De manière encore plus frappante, alors que la noblesse royale turque refuse de se compromettre avec la bourgeoisie autochtone, celle-ci ne veut pas non plus donner ses filles ou ses fils à cette noblesse : dans les classes autochtones, aussi bien populaires que bourgeoises, la femme tunisienne est déjà très libre, la polygamie est très rare et intégrer le cercle des femmes de la noblesse turque, avec les contraintes très strictes du complexe système de gestion patrimoniale, paraît aux femmes tunisiennes comme une régression.
Le livre montre à la fois que le régime beylical a montré son incapacité à nouer des alliances matrimoniales avec la société autochtone et à faire une nation en renonçant à la fiction ottomane, mais on peut penser aussi que la constitution d’une monarchie militaire et constituée presque ethniquement en caste n’a pas été pour rien dans la constitution d’un État tunisien séculier fort et stable.

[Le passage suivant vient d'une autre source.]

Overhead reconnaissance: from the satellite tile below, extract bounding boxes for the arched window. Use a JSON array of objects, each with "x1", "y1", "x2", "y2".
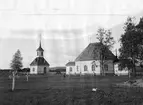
[
  {"x1": 84, "y1": 65, "x2": 87, "y2": 71},
  {"x1": 92, "y1": 65, "x2": 95, "y2": 71},
  {"x1": 104, "y1": 64, "x2": 108, "y2": 71},
  {"x1": 70, "y1": 67, "x2": 72, "y2": 72}
]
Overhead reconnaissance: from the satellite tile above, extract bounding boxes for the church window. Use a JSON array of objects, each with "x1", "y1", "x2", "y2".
[
  {"x1": 70, "y1": 67, "x2": 72, "y2": 72},
  {"x1": 84, "y1": 65, "x2": 87, "y2": 71},
  {"x1": 92, "y1": 65, "x2": 95, "y2": 71}
]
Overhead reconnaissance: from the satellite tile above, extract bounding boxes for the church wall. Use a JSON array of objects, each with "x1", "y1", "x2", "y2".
[
  {"x1": 75, "y1": 60, "x2": 100, "y2": 75},
  {"x1": 114, "y1": 63, "x2": 129, "y2": 75},
  {"x1": 37, "y1": 66, "x2": 49, "y2": 74},
  {"x1": 30, "y1": 66, "x2": 37, "y2": 74},
  {"x1": 66, "y1": 66, "x2": 75, "y2": 75},
  {"x1": 104, "y1": 60, "x2": 114, "y2": 73}
]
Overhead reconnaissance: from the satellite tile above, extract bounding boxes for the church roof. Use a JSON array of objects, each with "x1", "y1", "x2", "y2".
[
  {"x1": 30, "y1": 57, "x2": 49, "y2": 66},
  {"x1": 66, "y1": 61, "x2": 75, "y2": 66},
  {"x1": 75, "y1": 43, "x2": 115, "y2": 61}
]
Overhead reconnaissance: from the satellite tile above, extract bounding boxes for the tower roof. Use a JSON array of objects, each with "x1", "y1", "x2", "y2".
[{"x1": 30, "y1": 57, "x2": 49, "y2": 66}]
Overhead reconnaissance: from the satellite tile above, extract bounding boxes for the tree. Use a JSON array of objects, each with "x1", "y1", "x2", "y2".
[
  {"x1": 96, "y1": 28, "x2": 115, "y2": 75},
  {"x1": 10, "y1": 50, "x2": 23, "y2": 91},
  {"x1": 119, "y1": 17, "x2": 143, "y2": 76}
]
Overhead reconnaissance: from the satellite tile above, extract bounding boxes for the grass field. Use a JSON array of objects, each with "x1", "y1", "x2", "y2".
[{"x1": 0, "y1": 75, "x2": 143, "y2": 105}]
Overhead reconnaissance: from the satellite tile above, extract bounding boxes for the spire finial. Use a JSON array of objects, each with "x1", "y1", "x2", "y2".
[
  {"x1": 39, "y1": 33, "x2": 41, "y2": 47},
  {"x1": 116, "y1": 49, "x2": 117, "y2": 57}
]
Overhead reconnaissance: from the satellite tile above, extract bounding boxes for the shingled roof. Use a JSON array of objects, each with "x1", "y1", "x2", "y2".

A cet égard, puisque le regard sur les pays arabes et du Maghreb est souvent obscurci par les clichés religieux, il est très intéressant de constater en creux dans ce livre, et par comparaison avec les remontrances de Bossuet au roi de France ou à celles de la Papauté à Henri VIII que pendant ces deux siècles de mariages, de répudiation, d’unions aussi avec des captives chrétiennes, jamais un quelconque clergé ou aucune considération religieuse n’intervient dans la gestion du harem, et des choix de la Cour, preuve d’une sécularisation de fait beaucoup plus avancée qu’en Europe.